Di ambang pintu, komandan regu tembak berdiri, memandangi Surti. "Kalian sudah siap berangkat?"
Lelaki setengah baya itu duduk di ruang tamu. Berhadapan dengan Surti yang gugup.
"Mana Laila? Ia belum kelihatan!" kata komandan regu tembak. "Panggung Orkes Melayu Mawar Purnama akan menantikan kehadirannya."
"Ia menolak untuk naik panggung!"
"Boleh aku bicara padanya?"
"Jangan sekarang. Biarkan ia menikmati kesedihannya."
Terdiam lama, merenung, komandan regu tembak itu menukas, "Kita tinggal ia sendirian di rumah?"
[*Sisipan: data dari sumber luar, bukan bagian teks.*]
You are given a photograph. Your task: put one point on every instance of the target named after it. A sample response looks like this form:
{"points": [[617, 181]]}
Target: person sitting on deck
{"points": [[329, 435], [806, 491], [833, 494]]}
"Apa boleh buat. Aku tak mau gagal naik panggung karena kesedihannya."
***
MENJELANG subuh, ketika Surti diantar komandan regu tembak memasuki rumah di Lembah Kelelawar, didapati semua ruang kosong. Laila tak tertidur di kamarnya. Apakah gadis kecil itu meninggalkan rumah semalam? Pikir Surti.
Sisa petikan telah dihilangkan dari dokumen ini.